Unit for Experimental Psychiatry, Institute of Pennsylvania Hospital and University of Pennsylvania Medical School, 111 North 49th Street, Philadelphia, Pennsylvania, 19139 U.S.A.
Over 10 years ago we proposed the use of napping as a countermeasure to performance and mood/ degradation due to work scenarios that extend beyond the usual 8-hr. shift, or that involve sleep loss, or that require performance quasicontinuously over many days. Since our early reports on napping behavior (Evans et al. 1977; Dinges et al. 1980), studies of napping have been conducted in non-sleep-deprived subjects (Taub 1977); in shiftworkers (Akerstedt and Torsvall 1985.); in time-free environments (Zulley and Campbell 1985); and in sleep loss protocols with performance demands (Naitoh 1981; Haslam 1981; Gillberg 1984; Webb 1985).

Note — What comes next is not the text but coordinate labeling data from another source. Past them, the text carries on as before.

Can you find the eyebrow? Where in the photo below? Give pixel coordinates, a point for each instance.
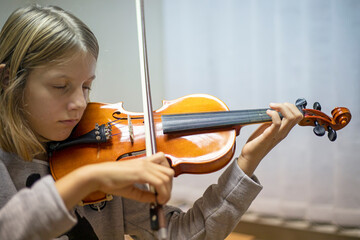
(66, 76)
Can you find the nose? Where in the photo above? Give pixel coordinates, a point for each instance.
(78, 100)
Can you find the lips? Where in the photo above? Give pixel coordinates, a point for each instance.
(70, 122)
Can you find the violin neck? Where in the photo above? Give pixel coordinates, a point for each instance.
(213, 120)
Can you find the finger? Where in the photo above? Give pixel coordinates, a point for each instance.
(291, 116)
(159, 158)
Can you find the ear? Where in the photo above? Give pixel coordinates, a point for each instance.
(4, 74)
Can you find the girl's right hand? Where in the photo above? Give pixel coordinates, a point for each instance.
(119, 178)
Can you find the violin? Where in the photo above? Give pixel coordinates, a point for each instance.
(196, 133)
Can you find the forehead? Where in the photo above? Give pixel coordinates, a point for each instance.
(78, 65)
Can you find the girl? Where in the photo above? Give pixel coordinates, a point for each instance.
(47, 64)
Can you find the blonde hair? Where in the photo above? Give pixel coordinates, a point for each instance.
(33, 36)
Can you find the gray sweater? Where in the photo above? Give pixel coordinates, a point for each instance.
(31, 208)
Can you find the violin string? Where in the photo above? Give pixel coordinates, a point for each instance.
(242, 116)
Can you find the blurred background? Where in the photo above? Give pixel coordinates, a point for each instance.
(248, 54)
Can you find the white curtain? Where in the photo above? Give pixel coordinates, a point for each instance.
(251, 53)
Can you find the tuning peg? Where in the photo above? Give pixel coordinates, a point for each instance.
(332, 135)
(318, 129)
(317, 106)
(301, 104)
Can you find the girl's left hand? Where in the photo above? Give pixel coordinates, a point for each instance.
(268, 135)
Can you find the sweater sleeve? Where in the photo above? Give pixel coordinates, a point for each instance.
(35, 213)
(217, 213)
(213, 216)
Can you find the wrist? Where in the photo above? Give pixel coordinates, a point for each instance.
(247, 166)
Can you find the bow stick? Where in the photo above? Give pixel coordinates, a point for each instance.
(157, 216)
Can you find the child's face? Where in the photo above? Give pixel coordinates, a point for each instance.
(56, 96)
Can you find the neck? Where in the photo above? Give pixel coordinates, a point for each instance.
(212, 120)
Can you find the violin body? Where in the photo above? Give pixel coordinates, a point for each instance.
(200, 151)
(196, 133)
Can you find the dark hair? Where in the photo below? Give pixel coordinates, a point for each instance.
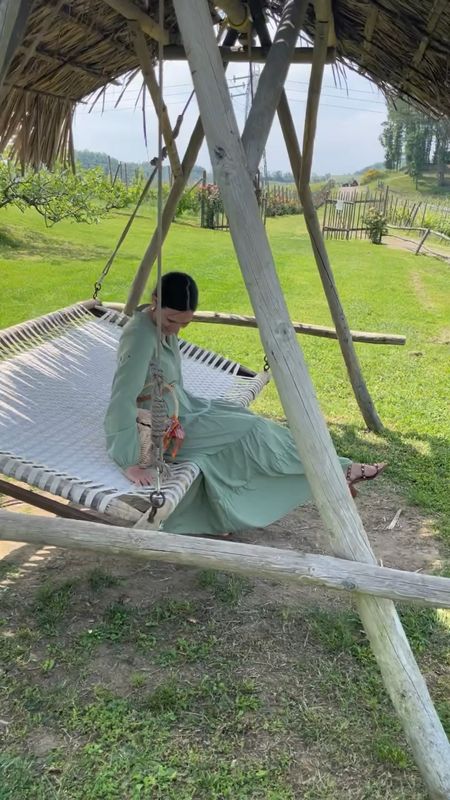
(178, 291)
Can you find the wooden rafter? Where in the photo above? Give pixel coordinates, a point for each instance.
(134, 14)
(300, 55)
(155, 93)
(263, 109)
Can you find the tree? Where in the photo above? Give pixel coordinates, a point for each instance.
(409, 136)
(83, 197)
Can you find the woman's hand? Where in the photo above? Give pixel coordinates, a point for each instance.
(141, 476)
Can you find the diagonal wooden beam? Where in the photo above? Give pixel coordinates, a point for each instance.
(290, 566)
(151, 82)
(271, 82)
(348, 539)
(132, 13)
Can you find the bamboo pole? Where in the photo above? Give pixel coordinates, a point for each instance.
(131, 12)
(323, 12)
(271, 82)
(299, 327)
(357, 381)
(13, 21)
(348, 539)
(151, 82)
(265, 562)
(422, 241)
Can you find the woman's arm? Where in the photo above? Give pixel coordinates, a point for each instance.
(137, 349)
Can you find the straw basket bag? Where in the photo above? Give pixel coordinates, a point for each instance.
(173, 432)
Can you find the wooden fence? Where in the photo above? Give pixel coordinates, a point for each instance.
(346, 209)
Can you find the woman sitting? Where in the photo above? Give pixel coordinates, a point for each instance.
(251, 473)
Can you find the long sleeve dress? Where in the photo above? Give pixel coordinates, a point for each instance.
(251, 473)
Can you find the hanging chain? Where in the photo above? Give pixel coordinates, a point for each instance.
(158, 497)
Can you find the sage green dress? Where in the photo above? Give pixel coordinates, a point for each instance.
(251, 474)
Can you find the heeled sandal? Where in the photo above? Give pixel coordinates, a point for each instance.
(379, 468)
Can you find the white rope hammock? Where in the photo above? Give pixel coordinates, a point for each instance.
(55, 379)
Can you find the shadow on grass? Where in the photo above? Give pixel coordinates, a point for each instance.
(17, 243)
(418, 464)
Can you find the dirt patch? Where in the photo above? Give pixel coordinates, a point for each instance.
(410, 545)
(114, 660)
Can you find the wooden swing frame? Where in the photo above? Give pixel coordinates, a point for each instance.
(234, 160)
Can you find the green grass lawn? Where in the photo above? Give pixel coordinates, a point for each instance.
(381, 290)
(427, 186)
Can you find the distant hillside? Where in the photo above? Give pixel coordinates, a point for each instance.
(89, 159)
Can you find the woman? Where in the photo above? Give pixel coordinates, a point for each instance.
(251, 473)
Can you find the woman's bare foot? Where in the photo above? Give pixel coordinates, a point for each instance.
(362, 472)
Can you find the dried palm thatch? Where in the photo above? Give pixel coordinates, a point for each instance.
(74, 48)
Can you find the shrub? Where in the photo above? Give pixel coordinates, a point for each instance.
(375, 222)
(371, 175)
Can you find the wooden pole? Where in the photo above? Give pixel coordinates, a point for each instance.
(266, 562)
(348, 539)
(271, 82)
(357, 381)
(322, 331)
(151, 82)
(13, 20)
(149, 257)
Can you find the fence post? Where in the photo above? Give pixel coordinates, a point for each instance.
(423, 239)
(202, 204)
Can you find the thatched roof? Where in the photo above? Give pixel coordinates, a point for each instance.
(74, 48)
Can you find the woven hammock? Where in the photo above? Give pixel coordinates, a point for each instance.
(55, 379)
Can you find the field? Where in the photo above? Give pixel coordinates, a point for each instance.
(125, 681)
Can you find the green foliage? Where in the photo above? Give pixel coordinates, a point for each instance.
(60, 194)
(376, 224)
(189, 202)
(409, 136)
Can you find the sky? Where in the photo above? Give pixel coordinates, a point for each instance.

Studies of napping during sleep loss usually show that it can improve performance and mood relative to no sleep at all. It is not clear, however, whether this effect varies with: (1) the degree of sleep loss prior to the nap; (2) the time-of-day (circadian phase) of the nap; (3) the length and sleep stage composition of the nap; (4) the type, timing, and duration of the performance; or (5) individual differences in sleep behavior. This paper describes a study that addresses some of the factors relevant to the benefits of naps during sustained periods of human functioning.
MATERIAL AND METHODS
Five groups of healthy, young adults (8 per group) were permitted 2-hr. nap opportunities placed near either the
circadian peak (P naps; circa 1500 hrs.) or trough (T naps; circa 0300 hrs.) in body temperature and preceded by either 6(P), 18(T), 30(P), 42(T), or 54(P) hrs. of prior wakefulness. The naps took place during a 54-hr. period of quasicontinuous work. Every 2.5 hrs. throughout this 54-hr. period subjects worked on cognitive and motor tasks in performance bouts lasting 45 mins.; in between bouts they were permitted to read, play games, and engage in conversation, but not sleep. The environment was free of all time cues (windows occluded, no clocks, radios, or televisions). Subjects were run in same-sex pairs, they were monitored continuously throughout the 54-hr. trial, they did not know when the naps would occur or how long they would last. Nap sleep was recorded polygraphically and sleep stage composition was scored. The effects of the naps on a simple, 10-minute, visual reaction time (VRT) task, self-reported sleepiness, and oral temperature were evaluated by comparing the temporal pattern of these variables during the 54-hr. period among the five groups. A special analytic approach was developed to evaluate VRT performance (Dinges and Powell in press); it included the mean of reciprocal VRT data from the slowest 10% of responses within a trial, taken as a percentage of baseline performance.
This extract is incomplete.